En quelques lignes, une définition du smartphone quasi parfaite, mais non exhaustive à l’avenir :
“Les téléphones sont partout, qui peut encore s’en passer ? lls nous accompagnent, nous relient au monde, nous informent, nous suppléent. Ils disent tout sur nous : nos emplois du temps, nos centres d’intérêt, nos habitudes, avec qui nous échangeons. Ils nous assistent. Ils sont notre prolongement. Sans eux, nous sommes perdus, comme s’ils nous étaient devenus littéralement vitaux. Ils n’existaient pas quinze ans plus tôt – pas avec ces multiples fonctionnalités en tout cas. Qui sait ce qu’ils feront de nous dans quelques décennies ? Jusqu’où iront-ils pour rapprocher le monde réel du monde virtuel ? Jusqu’où convergerons-nous avec eux ? Et s’ils étaient le “chaînon manquant” du clonage humain, le vrai, le complet, dans une version électronique, une séquence d’ADN pour le patrimoine génétique, la puce du portable pour qualifier la personnalité, l’un pour le contenant, l’autre pour le contenu, on mélange le tout, on réalise la synthèse et on obtient une reproduction à l’identique, un double parfait ?

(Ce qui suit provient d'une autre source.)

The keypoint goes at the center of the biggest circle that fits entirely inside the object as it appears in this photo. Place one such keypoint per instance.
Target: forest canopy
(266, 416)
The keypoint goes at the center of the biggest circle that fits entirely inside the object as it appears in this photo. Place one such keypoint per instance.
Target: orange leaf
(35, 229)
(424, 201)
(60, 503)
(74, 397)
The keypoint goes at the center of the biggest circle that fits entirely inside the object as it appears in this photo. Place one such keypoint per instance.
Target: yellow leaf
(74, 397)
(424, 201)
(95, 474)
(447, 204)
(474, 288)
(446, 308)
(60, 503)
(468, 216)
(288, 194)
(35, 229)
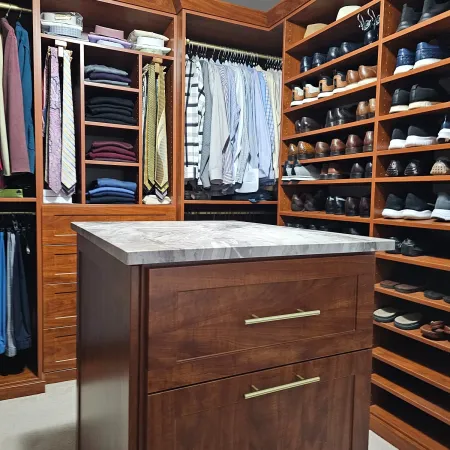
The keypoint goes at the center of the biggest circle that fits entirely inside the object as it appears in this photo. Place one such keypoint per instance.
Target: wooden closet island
(223, 336)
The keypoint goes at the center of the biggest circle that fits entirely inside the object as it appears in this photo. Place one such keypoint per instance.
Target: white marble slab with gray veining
(153, 243)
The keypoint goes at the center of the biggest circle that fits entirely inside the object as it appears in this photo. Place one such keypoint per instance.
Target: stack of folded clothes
(110, 110)
(111, 151)
(106, 75)
(108, 190)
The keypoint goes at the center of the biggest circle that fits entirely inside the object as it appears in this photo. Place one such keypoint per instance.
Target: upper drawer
(208, 322)
(60, 263)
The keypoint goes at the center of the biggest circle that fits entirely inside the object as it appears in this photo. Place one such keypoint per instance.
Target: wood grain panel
(215, 415)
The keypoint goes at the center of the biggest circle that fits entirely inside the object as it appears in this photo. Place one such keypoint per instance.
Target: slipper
(409, 321)
(386, 314)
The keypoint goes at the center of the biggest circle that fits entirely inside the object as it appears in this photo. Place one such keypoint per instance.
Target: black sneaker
(393, 209)
(400, 101)
(409, 17)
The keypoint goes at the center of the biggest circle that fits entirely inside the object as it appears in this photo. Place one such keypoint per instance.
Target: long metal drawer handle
(258, 393)
(297, 315)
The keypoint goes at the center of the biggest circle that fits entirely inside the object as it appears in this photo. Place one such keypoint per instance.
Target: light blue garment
(23, 44)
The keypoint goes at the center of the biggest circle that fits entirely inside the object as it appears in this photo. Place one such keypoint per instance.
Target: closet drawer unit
(60, 348)
(208, 322)
(60, 263)
(60, 305)
(314, 405)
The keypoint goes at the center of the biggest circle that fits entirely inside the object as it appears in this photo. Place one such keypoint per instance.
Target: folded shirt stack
(110, 191)
(111, 151)
(110, 110)
(106, 75)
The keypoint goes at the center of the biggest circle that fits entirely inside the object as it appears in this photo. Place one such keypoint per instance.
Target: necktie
(68, 173)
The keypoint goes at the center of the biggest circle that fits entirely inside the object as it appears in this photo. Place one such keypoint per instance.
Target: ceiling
(262, 5)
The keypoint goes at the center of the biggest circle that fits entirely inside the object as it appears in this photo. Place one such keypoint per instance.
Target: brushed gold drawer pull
(297, 315)
(259, 393)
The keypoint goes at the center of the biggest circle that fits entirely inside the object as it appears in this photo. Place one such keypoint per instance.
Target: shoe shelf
(417, 297)
(413, 368)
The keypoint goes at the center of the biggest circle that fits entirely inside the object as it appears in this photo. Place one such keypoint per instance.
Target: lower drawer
(60, 348)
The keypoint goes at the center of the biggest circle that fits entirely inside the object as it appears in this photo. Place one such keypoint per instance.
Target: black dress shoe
(305, 63)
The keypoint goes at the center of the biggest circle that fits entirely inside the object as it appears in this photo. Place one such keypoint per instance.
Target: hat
(346, 10)
(313, 28)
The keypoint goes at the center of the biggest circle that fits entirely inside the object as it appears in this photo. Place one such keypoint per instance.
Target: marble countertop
(154, 243)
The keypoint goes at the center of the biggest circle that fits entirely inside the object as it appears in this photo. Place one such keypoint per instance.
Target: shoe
(367, 74)
(368, 142)
(409, 17)
(319, 59)
(414, 169)
(393, 209)
(405, 61)
(432, 8)
(442, 208)
(395, 169)
(351, 207)
(400, 101)
(305, 64)
(340, 81)
(419, 136)
(428, 53)
(337, 147)
(422, 97)
(326, 86)
(322, 150)
(298, 96)
(444, 133)
(441, 166)
(398, 139)
(354, 145)
(311, 93)
(305, 150)
(416, 208)
(410, 248)
(357, 171)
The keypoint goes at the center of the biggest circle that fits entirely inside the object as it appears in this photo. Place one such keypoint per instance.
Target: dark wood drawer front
(60, 263)
(326, 409)
(222, 322)
(60, 349)
(60, 305)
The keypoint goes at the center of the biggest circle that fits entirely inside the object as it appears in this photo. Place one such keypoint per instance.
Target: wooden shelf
(328, 100)
(346, 126)
(352, 59)
(111, 125)
(410, 397)
(417, 297)
(324, 216)
(416, 335)
(110, 86)
(415, 369)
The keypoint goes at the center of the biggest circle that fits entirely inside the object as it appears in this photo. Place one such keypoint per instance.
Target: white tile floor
(47, 421)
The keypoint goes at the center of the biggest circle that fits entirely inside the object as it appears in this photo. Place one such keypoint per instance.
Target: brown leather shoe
(362, 111)
(305, 150)
(367, 74)
(368, 142)
(337, 147)
(354, 145)
(322, 150)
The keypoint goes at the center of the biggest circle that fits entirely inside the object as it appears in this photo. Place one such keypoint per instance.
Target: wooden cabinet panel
(60, 348)
(60, 305)
(60, 263)
(197, 317)
(320, 415)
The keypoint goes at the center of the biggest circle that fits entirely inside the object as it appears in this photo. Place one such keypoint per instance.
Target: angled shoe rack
(411, 380)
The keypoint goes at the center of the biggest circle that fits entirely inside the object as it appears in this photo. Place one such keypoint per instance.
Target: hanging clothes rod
(233, 50)
(11, 7)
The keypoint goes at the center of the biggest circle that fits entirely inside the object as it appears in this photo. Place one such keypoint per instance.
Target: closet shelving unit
(411, 380)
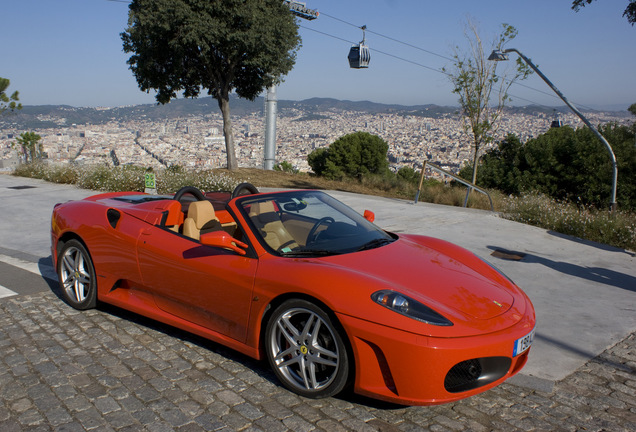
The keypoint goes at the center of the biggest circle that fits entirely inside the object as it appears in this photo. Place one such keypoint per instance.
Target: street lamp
(498, 55)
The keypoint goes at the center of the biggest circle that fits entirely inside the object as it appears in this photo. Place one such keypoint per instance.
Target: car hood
(439, 274)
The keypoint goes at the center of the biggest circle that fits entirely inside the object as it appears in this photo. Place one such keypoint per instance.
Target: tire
(76, 275)
(306, 351)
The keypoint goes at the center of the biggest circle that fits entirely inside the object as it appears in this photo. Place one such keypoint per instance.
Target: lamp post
(498, 55)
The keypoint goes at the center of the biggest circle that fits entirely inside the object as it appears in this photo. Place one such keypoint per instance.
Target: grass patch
(616, 229)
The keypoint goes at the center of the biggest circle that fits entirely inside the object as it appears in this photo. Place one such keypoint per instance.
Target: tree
(564, 163)
(475, 81)
(8, 102)
(353, 155)
(217, 45)
(629, 13)
(30, 147)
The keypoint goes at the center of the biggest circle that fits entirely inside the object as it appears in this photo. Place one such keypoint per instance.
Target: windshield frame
(351, 231)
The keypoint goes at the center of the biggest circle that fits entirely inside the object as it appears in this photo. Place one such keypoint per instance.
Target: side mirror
(223, 240)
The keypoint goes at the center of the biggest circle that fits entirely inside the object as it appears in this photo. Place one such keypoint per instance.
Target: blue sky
(70, 52)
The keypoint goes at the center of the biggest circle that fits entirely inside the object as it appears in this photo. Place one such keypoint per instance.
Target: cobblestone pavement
(107, 370)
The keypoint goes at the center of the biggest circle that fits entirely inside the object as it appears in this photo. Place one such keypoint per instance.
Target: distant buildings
(195, 142)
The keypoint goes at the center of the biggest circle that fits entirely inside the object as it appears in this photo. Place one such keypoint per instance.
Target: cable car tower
(360, 55)
(271, 102)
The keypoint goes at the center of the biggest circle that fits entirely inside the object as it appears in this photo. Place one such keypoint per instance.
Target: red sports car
(297, 277)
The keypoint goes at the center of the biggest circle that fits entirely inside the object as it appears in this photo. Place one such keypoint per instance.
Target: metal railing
(455, 177)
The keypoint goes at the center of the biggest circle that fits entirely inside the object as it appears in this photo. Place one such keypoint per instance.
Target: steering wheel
(311, 237)
(244, 187)
(189, 190)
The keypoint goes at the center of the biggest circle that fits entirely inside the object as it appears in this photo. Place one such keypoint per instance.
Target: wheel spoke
(79, 291)
(304, 350)
(68, 263)
(288, 330)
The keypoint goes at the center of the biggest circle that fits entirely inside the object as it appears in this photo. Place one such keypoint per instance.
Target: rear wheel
(76, 276)
(306, 351)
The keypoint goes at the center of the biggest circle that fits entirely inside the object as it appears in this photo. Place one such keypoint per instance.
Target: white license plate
(522, 344)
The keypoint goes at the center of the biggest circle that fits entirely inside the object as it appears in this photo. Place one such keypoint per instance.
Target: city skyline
(70, 52)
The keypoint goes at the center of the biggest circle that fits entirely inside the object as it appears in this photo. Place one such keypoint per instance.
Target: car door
(211, 287)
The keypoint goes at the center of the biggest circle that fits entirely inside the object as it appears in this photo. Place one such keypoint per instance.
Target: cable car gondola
(360, 55)
(557, 121)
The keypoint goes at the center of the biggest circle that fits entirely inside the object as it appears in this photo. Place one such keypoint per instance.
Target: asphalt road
(109, 370)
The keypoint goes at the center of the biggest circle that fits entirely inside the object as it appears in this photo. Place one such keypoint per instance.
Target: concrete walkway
(584, 293)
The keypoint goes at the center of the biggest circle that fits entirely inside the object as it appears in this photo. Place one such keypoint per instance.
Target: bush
(125, 178)
(354, 155)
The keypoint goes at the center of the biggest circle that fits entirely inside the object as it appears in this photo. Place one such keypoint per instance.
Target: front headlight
(406, 306)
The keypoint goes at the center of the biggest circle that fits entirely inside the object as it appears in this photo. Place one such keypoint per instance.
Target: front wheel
(76, 276)
(306, 351)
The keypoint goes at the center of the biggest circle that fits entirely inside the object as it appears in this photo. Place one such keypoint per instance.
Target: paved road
(108, 370)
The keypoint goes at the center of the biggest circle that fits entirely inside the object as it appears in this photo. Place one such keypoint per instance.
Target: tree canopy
(8, 102)
(221, 46)
(29, 147)
(476, 81)
(629, 13)
(352, 155)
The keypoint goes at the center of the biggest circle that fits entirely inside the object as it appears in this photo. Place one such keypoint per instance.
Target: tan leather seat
(271, 227)
(201, 219)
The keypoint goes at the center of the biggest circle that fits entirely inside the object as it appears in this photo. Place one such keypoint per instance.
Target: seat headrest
(175, 216)
(202, 212)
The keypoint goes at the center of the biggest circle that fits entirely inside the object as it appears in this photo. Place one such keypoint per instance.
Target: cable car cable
(437, 55)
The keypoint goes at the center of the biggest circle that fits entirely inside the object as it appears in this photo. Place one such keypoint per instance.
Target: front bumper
(405, 368)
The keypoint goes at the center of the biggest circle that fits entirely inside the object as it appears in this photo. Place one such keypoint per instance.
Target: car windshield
(309, 223)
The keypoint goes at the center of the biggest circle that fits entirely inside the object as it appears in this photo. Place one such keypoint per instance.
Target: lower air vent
(475, 373)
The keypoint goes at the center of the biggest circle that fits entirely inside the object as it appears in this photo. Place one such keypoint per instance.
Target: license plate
(522, 344)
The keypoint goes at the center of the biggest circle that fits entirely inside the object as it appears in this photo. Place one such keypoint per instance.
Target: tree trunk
(224, 104)
(474, 180)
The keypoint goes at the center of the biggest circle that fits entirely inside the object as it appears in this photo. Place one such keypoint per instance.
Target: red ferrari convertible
(297, 277)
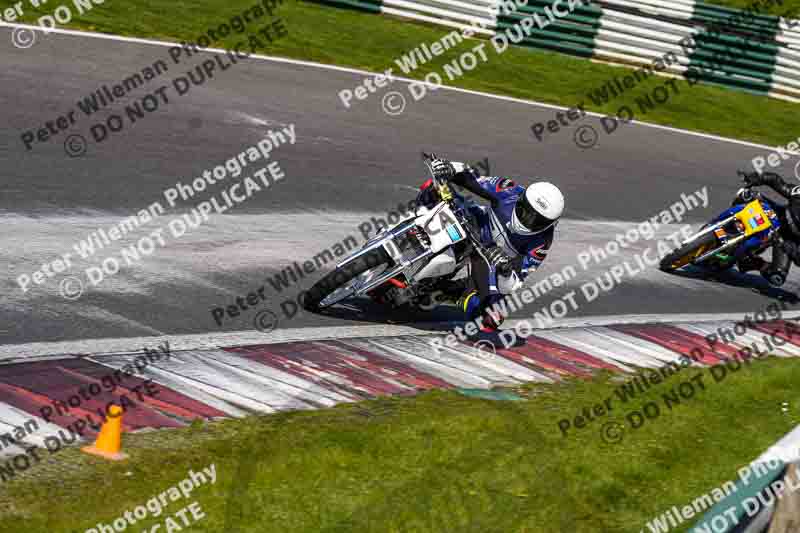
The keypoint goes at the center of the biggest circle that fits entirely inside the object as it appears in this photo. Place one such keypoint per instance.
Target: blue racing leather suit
(527, 252)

Ces objets fascinants ne sont pas comme les autres. Ils sont constitués d’un système central innervé par des connexions. Ils ont de la mémoire. Ils parlent. Ils voient. Ils dialoguent entre eux. Ils nous contiennent. Nous les rendons vivants d’une certaine manière, en leur confiant des fonctions essentielles à nos vies”.
Les plus jeunes diront : « Quoi, on pourrait vivre sans téléphone ? » « Ouais, bah, il faut bien vivre avec son temps ». « On n’est plus au Moyen-Age » quand même ». « On n’arrête pas le progrès ». « C’est pratique pour les partiels ». « Cool pour regarder des vidéos et même des séries la nuit en cachette ». « Ouais, et pour parler et jouer en ligne ». « Sans parler des potes sur Insta et des improvisations de soirées »…
Les plus vieux (les grincheux ?) diront : « C’était mieux avant ». « On n’arrête pas le progrès, c’est bien dommage ». « Quid de la planète ? » « Pour annuler un cours de gym ou un bridge, c’est pas mal ». « Et pour faire des photos de croisières… » « Moi j’en profite pour appeler mon neveu au Canada ». « Et moi je regarde YouTube ». « Moi, je le boude en ce moment car avec la géolocalisation, je me sens moins libre. Je n’aime pas qu’un téléphone me surveille ».
Etc, etc. Lisez ce court roman qui donne à réfléchir tout en nous amusant. Un bien agréable moment de lecture.